Introduction to M&A advisory and investment banking fees
Before diving into the typical fees charged by M&A advisors and investment banks, it’s worth understanding what services they provide in a sell-side advisory capacity.
- Preliminary work: This includes preparing the promotional material required to market your business to potential buyers. M&A advisory firms and investment banks can save you considerable time and energy by selecting the right data to show to potential buyers.
- Matchmaking: An M&A advisor or investment banker will typically utilize their extensive network to match suitable buyers and sellers. Advisors have a good understanding of the buyer’s needs and know how to pitch your business to get them to pay top dollar.
- Due diligence: Once a buyer has been selected, advisors assist with the due diligence to ensure the right data is collected, analyzed, and presented in the appropriate format.
- Negotiation: To ensure deal terms are beneficial to their clients, M&A advisors will take part in the negotiation process. This helps manage and minimize any potential problems that may occur throughout the transaction.
- Closing: Finally, advisors will help draft the sell and purchase agreement and manage the signing and closing of a deal.
There are two types of fees typically charged by M&A advisors for the services they render: retainer fees and success fees.
- Retainer fees are a flat fee paid upfront, regardless of whether or not a transaction is successful.
- Success fees are only paid if a transaction is completed successfully. They have multiple variations and are typically agreed upon as a percentage of the final sale price.
Many M&A advisors charge a retainer fee.
This is a fixed upfront fee, typically non-refundable and usually paid monthly over an agreed number of months. As a general rule, the number of months is usually capped at six to 12 months to avoid it being paid indefinitely if a deal takes longer than anticipated.
How do retainer fees work?
The retainer fee will always be subject to negotiation between the parties and can vary based on several factors.
The most common influencing factors include:
- The size and complexity of the transaction
- The level of competition between advisors to win the given mandate
- The expertise, reputation, network, etc. of a firm (e.g. a large investment bank may be more expensive).
Why pay retainer fees?
Retainer fees are an essential part of M&A deals and can help ensure that both sides are committed to completing the transaction. There are many reasons why retainer fees are beneficial in mergers & acquisitions.
- They allow advisors to allocate the necessary resources required to properly manage a project.
- They provide financial security to advisors in case a deal is unexpectedly delayed or canceled.
- They show advisors that the buyer/seller is serious about their intentions.
The right retainer fee is an amount that keeps the investment banker engaged but also motivates them to close the deal and earn the success fee.
You may occasionally find M&A advisors who don’t charge retainer fees. As a business owner, this may seem appealing, however it’s important to remember that retainer fees exist to keep advisors engaged and committed to your case.
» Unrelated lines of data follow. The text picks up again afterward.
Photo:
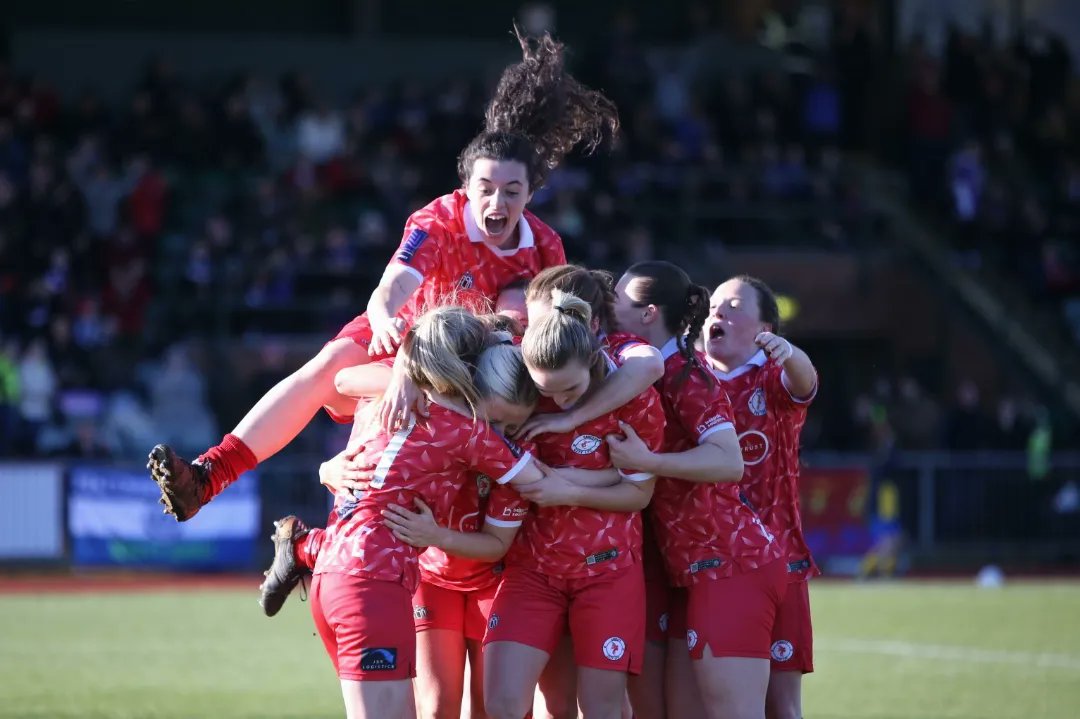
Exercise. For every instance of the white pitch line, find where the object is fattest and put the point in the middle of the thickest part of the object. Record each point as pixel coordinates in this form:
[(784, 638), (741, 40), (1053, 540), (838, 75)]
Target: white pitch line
[(912, 650)]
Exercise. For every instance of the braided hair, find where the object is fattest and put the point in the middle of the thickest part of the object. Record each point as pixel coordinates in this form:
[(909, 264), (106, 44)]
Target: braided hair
[(683, 304), (539, 113)]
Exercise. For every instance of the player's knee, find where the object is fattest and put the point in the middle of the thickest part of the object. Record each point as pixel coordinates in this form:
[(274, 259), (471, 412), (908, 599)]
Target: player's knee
[(500, 704), (559, 707), (782, 710), (440, 710)]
Some upfront expense should be expected if you want your advisor or investment banker to provide decent services.
Ultimately, retainer fees are a win-win as they demonstrate that both parties are committed to working together.
Milestone fees as a substitute for retainer fees
Some M&A advisors and investment bankers may offer to substitute retainer fees with milestone fees.
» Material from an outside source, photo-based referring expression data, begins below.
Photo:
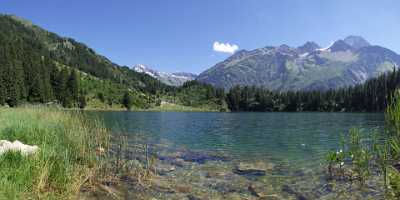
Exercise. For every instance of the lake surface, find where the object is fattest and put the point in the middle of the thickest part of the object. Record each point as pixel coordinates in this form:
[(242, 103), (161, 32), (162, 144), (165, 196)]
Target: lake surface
[(294, 138), (202, 152)]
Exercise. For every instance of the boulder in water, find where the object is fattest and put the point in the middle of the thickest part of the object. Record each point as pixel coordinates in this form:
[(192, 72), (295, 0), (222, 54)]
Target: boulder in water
[(254, 169)]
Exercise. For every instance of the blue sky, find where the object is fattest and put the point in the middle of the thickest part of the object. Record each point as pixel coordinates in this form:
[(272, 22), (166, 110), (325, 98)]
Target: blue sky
[(178, 35)]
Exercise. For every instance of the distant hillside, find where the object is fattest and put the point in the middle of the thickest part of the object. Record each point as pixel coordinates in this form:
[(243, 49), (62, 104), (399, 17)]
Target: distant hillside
[(173, 79), (37, 66), (34, 62), (308, 67)]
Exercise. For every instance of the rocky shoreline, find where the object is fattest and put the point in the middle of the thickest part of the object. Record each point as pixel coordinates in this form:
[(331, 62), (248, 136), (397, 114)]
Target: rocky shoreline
[(178, 173)]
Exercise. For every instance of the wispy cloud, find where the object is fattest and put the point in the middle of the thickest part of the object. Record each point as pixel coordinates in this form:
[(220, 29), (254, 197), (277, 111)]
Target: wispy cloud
[(225, 47)]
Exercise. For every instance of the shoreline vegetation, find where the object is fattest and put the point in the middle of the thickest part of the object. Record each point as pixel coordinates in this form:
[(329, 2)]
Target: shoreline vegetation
[(79, 159), (65, 162)]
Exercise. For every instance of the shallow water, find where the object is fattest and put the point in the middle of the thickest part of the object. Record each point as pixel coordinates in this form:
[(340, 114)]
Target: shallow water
[(294, 138), (205, 150)]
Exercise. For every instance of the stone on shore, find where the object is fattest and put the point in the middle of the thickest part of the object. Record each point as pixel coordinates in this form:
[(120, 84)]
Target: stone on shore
[(17, 146), (253, 169)]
Milestone fees are payments made at specific points throughout the sale process. For example, a milestone fee may be paid upon signing the Letter of Intent, completing due diligence, or delivering a draft of the purchase agreement.
These fees can help incentivise an advisory team to align with the client’s objectives. They can also give structure to a project by providing measurable progress and verifiable deliverables.
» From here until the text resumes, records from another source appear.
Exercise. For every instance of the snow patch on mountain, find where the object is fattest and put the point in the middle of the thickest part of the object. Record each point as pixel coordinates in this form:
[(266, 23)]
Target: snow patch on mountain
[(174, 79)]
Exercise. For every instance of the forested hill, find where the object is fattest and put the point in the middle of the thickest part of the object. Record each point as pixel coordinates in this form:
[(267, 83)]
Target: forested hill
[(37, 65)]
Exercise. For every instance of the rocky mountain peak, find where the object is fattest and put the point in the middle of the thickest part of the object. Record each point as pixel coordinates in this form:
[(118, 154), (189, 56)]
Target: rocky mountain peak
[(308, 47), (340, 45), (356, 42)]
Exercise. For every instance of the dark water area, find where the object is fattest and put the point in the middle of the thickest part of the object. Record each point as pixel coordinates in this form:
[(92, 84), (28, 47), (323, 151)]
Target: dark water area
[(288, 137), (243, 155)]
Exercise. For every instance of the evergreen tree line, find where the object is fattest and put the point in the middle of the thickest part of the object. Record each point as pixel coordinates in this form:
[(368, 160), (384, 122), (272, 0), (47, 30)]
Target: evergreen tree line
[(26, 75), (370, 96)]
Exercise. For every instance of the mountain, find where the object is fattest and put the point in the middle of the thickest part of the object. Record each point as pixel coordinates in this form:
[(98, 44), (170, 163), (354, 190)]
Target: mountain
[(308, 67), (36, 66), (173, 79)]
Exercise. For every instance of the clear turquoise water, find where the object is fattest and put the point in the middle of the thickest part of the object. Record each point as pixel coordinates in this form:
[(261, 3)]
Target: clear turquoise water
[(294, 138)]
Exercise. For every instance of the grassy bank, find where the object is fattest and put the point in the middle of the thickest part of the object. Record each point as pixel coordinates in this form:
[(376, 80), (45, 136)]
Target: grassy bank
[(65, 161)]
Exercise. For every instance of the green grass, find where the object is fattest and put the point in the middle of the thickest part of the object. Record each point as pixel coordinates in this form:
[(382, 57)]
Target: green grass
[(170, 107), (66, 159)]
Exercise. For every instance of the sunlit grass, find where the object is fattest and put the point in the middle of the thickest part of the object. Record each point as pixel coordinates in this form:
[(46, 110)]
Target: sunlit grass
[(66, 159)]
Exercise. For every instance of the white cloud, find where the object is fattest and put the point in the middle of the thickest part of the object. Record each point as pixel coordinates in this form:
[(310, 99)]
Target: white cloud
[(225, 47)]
However, before agreeing to milestone fees you must carefully consider the appropriate fee structure. Make sure you understand what deliverables are expected at each milestone and that the fee is commensurate with the value of the deliverable. Otherwise, you may find yourself paying for something that doesn’t provide much value to your M&A project.
Success fees are the main compensation provided to M&A advisors and usually make up the majority of their income. They help motivate advisors to work hard to close a deal and not get comfortable with the retainer fee only.
How do success fees work?
The success fee is usually a percentage of the total transaction or Enterprise Value and only paid out if the deal is completed. This helps ensure that advisors are aligned with the interests of the seller and working to close a deal at the highest possible price.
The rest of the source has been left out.